The Tribunal finds after bare reading of the above Section, and finds that it is clear that the provision is for service of decisions, orders, summons, etc. which means that this section deals with the mode of communication. We are not in agreement with the respondent that there are two parameters for communication under the same Act one for the appellant and another for the department. In the eyes of law the litigants are on equal footing and there cannot be two parameters for rival sides. As the section itself says that service of decisions, orders, summons etc. The letter sent to the appellant is covered under this Act under "etc." We found the appellants have complied the provisions of Section 37C ibid by showing postal receipt of letter dated 3-5-2007. Therefore, we hold that the appellant has been able to prove that they have communicated to the department of their Advocate's address and their address in USA for communication. The department has failed to serve the im­pugned order on these addresses to the appellants.

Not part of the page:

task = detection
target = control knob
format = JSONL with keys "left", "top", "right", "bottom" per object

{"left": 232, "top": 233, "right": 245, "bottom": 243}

Therefore, the service effected by the department of the impugned order is defective within the provisions of Section 37C of the Central Excise Act, 1944.In view of the above discussion, we turn down the preliminary ob­jection raised by the learned DR and hold that the appeal filed by the appellant is in time.Registry is directed to list the stay application.
 
Decision:-Appeal is admitted.
 
Comment:- The analogy drawn from this case is that section 37C regarding service of decisions, notices etc., is applicable for both the assessee and the department and if order is not served according to the provisions specified, then the benefit of late filing of appeal will be available to the assessee.